Redirecting Long-Term Savings
 
In addition to mobilizing the bank credit channel, this instrument also provides leverage to redirect the stock of savings towards lower carbon investments. The fact that the central bank accepts to “pay” for the emission reductions at their social value constitutes a sufficient guarantee to design, by way of specialized funds, a whole new range of highly rated financial products backed by carbon certificates.
 
The public guarantee on the value of the carbon certificates bought by the central bank is not a substitute fora “real” price on carbon. In a very pragmatic way, it protects existing capital stock from too strong a depreciation, while at the same time maintaining the appropriate incentives to invest in the energy transition. This considerably reduces the immediate redistributive effects of an optimal carbon price.
 
The mechanism also provides a strong incentive for the government to develop low-carbon fiscal resources to render the public guarantee neutral in terms of the public budget.
 

Addressing the Issue of Climate Change and Pulling Europe out of its Stagnation
 
Europe is the only region in the world which has not caught up with its 2007 production level. Weak investment levels, which have now dropped by 20% since 2007, threaten to severely restrict potential growth.
 
The asset purchase by the ECB aims at providing new leverage on the price level. But by restraining itself to assets traded on the secondary markets, it has only a modest effect on new investments, and limits the scope of the Eurozone’s recovery.

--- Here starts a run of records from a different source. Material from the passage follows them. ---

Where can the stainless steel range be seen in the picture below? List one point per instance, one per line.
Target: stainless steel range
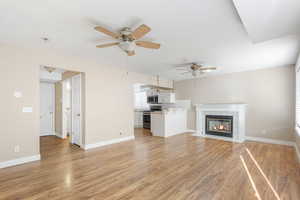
(147, 115)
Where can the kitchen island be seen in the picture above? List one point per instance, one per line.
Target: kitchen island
(169, 122)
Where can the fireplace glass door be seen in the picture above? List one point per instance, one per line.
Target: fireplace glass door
(219, 125)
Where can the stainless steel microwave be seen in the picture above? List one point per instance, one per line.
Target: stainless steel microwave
(152, 99)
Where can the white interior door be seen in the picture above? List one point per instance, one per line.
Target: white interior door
(47, 109)
(76, 110)
(67, 108)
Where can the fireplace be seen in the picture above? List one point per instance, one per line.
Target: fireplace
(219, 125)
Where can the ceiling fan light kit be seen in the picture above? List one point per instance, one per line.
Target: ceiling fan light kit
(194, 69)
(128, 40)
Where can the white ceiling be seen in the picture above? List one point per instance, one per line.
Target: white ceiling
(269, 19)
(208, 30)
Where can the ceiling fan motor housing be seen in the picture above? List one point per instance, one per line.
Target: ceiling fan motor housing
(127, 46)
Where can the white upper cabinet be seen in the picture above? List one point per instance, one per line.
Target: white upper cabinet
(162, 82)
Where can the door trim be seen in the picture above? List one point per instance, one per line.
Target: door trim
(80, 108)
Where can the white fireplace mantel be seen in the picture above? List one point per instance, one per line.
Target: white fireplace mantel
(237, 111)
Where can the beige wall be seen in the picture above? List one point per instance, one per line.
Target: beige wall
(108, 99)
(58, 108)
(297, 136)
(269, 94)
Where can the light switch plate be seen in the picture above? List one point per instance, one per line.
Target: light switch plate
(27, 109)
(18, 94)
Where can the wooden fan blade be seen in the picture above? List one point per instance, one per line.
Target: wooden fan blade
(145, 44)
(130, 53)
(107, 45)
(140, 31)
(185, 72)
(208, 68)
(107, 32)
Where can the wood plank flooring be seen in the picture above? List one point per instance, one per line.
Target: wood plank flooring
(179, 167)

QE under these conditions carries the risk that assets may be purchased with little to no effect on a sustainable recovery.
 
Our proposal offers precisely the opposite, a form of oriented QE (through the carbon metric), which improves growth quality while strengthening European competitiveness.
 
The European Union should promote monetary policy at the service of European investment and climate in order to steer future growth in low carbon. Europe can lead the way at the Paris Conference in December 2015 by proving that sustainable prosperity and ambitious climate goals can go hand in hand.
 
 
References:
 
Aglietta M., Espagne E. and Perrissin-Fabert B. (2015), “A Proposal to Finance the Low-Carbon Transition in Europe,” La Note d’analyse n°24, France Stratégie.
 
CISL & UNEPFI (2014), Stability and Sustainability in Banking Reform: Are Environmental Risks Missing in Basel III?
 
EPE-CIRED (2014), Transition to a low-carbon society and sustainable economic recovery, a monetary-based financial device
 
Espagne É. et al. (2012), “Disentangling the Stern/Nordhaus controversy: Beyond the discounting clash,” FEEM working paper.
 
Ferron C. and Morel R. (2014) Smart Unconventional Monetary (SUMO) Policies: Giving Impetus to Green Investment, CDC Climat Research.
 
Pottier A. et al. (2015), “The comparativeimpact of integrated assessment models’ structures on optimal mitigation policies,”Environmental Modelling and Assessment, forthcoming.

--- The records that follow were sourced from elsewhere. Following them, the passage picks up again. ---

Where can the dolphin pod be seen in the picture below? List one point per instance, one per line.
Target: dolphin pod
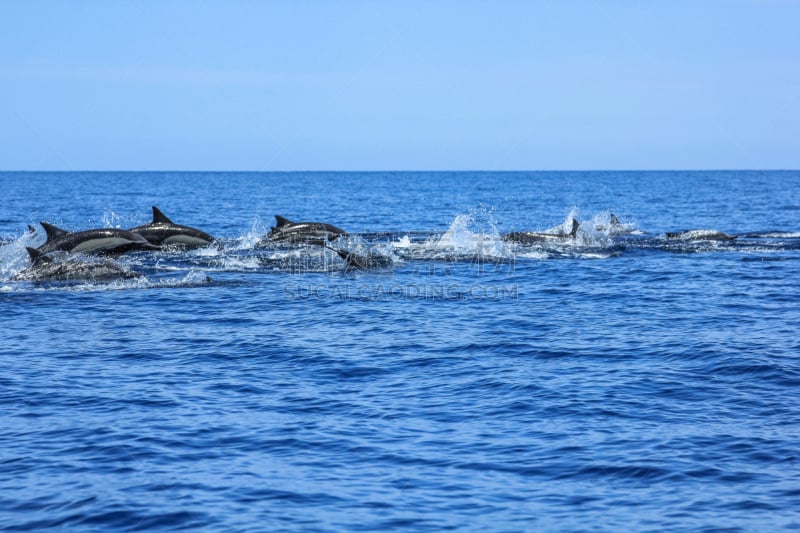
(53, 260)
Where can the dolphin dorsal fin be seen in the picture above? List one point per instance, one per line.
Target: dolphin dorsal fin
(160, 218)
(575, 226)
(281, 221)
(36, 255)
(53, 232)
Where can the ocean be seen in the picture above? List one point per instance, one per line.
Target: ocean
(623, 379)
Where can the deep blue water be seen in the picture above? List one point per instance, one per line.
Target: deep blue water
(613, 382)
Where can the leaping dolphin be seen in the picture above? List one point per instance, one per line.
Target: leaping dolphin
(45, 268)
(93, 241)
(532, 237)
(163, 231)
(302, 232)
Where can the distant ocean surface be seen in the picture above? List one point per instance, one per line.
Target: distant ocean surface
(620, 380)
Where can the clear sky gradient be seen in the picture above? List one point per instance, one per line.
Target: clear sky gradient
(405, 85)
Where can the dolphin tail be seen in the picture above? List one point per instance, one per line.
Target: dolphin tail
(160, 218)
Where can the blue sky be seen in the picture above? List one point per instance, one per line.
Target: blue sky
(406, 85)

[1] See CISL & UNEPFI (2014), Stability and Sustainability in Banking Reform: Are Environmental Risks Missing in Basel III ?, a report which analyses the measures taken by central banks to modulate the prudential regulations applied to banks according to the environmental risk and the nature of the assets they finance. Our proposal falls into the SUMO category (for Smart Unconventional Monetary Policies), summarized by Ferron C. and Morel R. (2014) Smart Unconventional Monetary (SUMO) Policies: Giving Impetus to Green Investment, CDC Climat Research.